Flannery explained the financial aspects of the vote, noting the total project cost is $158,422,394. The town’s expected contribution is $91.2 million after subtracting potential Massachusetts School Building Authority (MSBA) reimbursement of $61.5 million, $1.7 million from a MassSave rebate and $4 million from expected Inflation Reduction Act (IRA) rebates.

Further, the $91.2 million includes $10.1 million in contingency funds, which Flannery said protects the town if unexpected costs arise.

He said in the peak year (2028, when the town will have borrowed), taxpayers with an average home value of $852,400 will see their taxes increase by $945, or an 8% increase from current taxes.

Flannery added interest rates will fluctuate and the tax impact will lessen over time.

New school campus described

Robert Bell, programming director at Perkins Eastman, talked about the campus plan located south of Marathon School with connectivity between the two buildings.

The Grades 2-4 facility with three stories will have three “academic neighborhood” wings in the back of the building, while the front will have spaces used by the community after hours, with security measures in place at the entrance, Bell said.

He said it was “paramount” to design small learning neighborhoods “so it feels and can be experienced” that way throughout the day, a sentiment echoed by Cavanaugh.

She said students “living” in the wings would have the opportunity to be comfortable and familiar with peers and teachers in those spaces for three years. Cavanaugh noted that each academic wing would have an assistant principal and adjustment counselor.

The superintendent also talked about three science, technology and engineering rooms and “maker spaces,” noting that state standards change with an emphasis to “do science … roll up sleeves and experiment.”

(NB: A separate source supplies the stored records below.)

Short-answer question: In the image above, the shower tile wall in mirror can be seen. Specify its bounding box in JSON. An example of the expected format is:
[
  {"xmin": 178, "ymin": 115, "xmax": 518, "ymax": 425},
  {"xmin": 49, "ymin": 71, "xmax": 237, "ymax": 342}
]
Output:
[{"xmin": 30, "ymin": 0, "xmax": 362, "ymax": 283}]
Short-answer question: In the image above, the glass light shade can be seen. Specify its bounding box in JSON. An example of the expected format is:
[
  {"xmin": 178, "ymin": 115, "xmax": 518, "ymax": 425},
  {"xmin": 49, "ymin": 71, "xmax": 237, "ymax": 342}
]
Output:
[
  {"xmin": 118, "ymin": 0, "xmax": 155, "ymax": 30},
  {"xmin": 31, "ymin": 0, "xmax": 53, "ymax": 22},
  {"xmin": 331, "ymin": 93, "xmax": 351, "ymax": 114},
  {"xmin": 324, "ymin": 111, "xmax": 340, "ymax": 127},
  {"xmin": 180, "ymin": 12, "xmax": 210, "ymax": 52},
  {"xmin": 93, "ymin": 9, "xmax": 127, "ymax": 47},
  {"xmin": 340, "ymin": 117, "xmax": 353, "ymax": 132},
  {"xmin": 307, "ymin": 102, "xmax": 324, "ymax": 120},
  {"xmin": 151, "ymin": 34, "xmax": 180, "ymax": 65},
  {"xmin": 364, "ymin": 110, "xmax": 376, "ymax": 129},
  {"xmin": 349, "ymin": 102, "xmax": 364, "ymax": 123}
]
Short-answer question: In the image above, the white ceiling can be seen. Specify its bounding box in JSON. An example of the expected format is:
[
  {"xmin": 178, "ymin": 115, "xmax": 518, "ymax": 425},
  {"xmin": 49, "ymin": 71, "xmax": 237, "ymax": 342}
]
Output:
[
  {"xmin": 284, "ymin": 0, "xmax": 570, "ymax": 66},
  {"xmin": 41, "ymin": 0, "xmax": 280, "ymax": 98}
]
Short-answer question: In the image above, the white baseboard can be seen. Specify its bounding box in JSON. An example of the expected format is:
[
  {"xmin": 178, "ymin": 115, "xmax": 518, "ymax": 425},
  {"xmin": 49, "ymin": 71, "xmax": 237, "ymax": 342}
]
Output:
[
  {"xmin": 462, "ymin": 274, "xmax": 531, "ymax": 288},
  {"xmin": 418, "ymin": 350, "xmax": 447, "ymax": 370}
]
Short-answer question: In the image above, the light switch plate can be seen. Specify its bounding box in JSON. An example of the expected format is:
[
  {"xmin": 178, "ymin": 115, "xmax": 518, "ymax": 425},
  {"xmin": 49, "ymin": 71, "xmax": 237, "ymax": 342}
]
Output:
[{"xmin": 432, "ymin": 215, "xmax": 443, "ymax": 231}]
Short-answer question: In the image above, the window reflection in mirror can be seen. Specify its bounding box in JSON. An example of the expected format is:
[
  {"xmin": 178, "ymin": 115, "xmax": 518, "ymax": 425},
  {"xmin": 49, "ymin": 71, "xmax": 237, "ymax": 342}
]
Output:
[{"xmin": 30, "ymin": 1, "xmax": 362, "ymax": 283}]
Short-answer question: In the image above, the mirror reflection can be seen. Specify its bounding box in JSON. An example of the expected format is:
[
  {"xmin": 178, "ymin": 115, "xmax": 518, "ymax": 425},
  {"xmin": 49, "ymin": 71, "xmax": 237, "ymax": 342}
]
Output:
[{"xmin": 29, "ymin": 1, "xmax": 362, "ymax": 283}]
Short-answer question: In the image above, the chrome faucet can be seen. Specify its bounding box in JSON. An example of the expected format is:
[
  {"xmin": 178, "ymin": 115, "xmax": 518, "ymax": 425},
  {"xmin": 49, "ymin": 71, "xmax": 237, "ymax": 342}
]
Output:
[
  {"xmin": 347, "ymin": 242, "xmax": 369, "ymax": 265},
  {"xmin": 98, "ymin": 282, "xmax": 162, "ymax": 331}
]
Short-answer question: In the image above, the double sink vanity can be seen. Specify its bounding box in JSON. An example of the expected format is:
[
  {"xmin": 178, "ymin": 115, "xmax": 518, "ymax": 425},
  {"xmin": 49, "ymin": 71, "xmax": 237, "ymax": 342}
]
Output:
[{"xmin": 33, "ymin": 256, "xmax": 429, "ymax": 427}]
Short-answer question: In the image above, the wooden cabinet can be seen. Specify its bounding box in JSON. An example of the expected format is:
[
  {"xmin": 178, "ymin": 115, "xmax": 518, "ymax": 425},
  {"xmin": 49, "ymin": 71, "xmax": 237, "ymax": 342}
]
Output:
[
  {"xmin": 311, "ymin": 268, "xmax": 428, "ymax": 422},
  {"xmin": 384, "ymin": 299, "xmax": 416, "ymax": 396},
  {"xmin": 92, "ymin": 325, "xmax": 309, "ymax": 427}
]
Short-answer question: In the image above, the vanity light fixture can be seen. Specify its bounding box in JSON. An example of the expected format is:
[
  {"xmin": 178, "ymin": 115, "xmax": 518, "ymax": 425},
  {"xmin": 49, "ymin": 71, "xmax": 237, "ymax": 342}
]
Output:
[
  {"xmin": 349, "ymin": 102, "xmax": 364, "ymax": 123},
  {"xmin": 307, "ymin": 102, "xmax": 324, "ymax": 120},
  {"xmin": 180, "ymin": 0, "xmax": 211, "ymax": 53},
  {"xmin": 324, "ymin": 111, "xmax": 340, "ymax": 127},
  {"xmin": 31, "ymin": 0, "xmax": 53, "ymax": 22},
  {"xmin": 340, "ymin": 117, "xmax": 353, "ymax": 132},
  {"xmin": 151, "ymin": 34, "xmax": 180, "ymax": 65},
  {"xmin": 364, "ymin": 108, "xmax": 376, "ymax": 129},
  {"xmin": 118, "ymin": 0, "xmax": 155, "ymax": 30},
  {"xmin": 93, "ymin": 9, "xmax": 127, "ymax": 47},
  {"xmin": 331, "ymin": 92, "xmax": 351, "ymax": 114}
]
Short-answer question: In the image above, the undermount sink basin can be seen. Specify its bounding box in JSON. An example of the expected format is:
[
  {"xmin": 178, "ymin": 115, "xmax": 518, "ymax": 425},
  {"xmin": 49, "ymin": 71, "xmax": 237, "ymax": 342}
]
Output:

Cavanaugh said the MSBA had called for an overhaul of the science curriculum, which is taking place.

She described the “purposeful design” of breakout spaces to meet remedial needs and where students can work on projects together.

She said the media center (on two floors) is “where literacy and learning take place.” Cavanaugh said “literacy” does not only refer to literature but also to financial and scientific literacy.

The superintendent noted that classrooms have been “de-fronted” — that is, the students do not sit in rows facing the teacher up front. Instead, they work at tables in small groups or individually with the teacher.

“There are multiple things happening in a classroom … with students getting what they need and instruction targeted to meet the needs of unique learners,” she said.

She added that spaces for students learning English are included. Currently, 28 languages are spoken at Marathon School, she noted.

Bell pointed out how “natural themes” are incorporated in the design, creating a “modern educational facility that extends learning beyond the classroom.”

Traffic patterns discussed

Graziano noted plans for roadway improvements at the Marathon School entrance, including a signalized crosswalk and an extension of the turn lane storage.

He said the access road to the two-school campus would allow for a queue of 140 cars, pulling them off Hayden Rowe Street with the hope of reducing traffic backups.

He said a signal at the intersection of the current Marathon driveway is being considered.

By having the two schools next to each other, Graziano said, 12 buses will be freed from routes — allowing for adjustments, consolidation of stops and shorter rides.

Because there were no audience members attending, Vertex project manager Chris Eberly referred residents to a questionnaire at https://shorturl.at/CGUZ7.

It will be posted until late April so that townspeople can share their views about the project.

1 Comment

  1. Anonymous

    ‘There were no audience members present’
    Seems like a very expensive meeting to hold. Was the meeting advertised to public?
    Was there an opportunity for other Town Boards and Departments to input such as Conservation Commission, DPW, Fire Department, Police, water and sewer, Select Board.
    Did any of these agencies attend?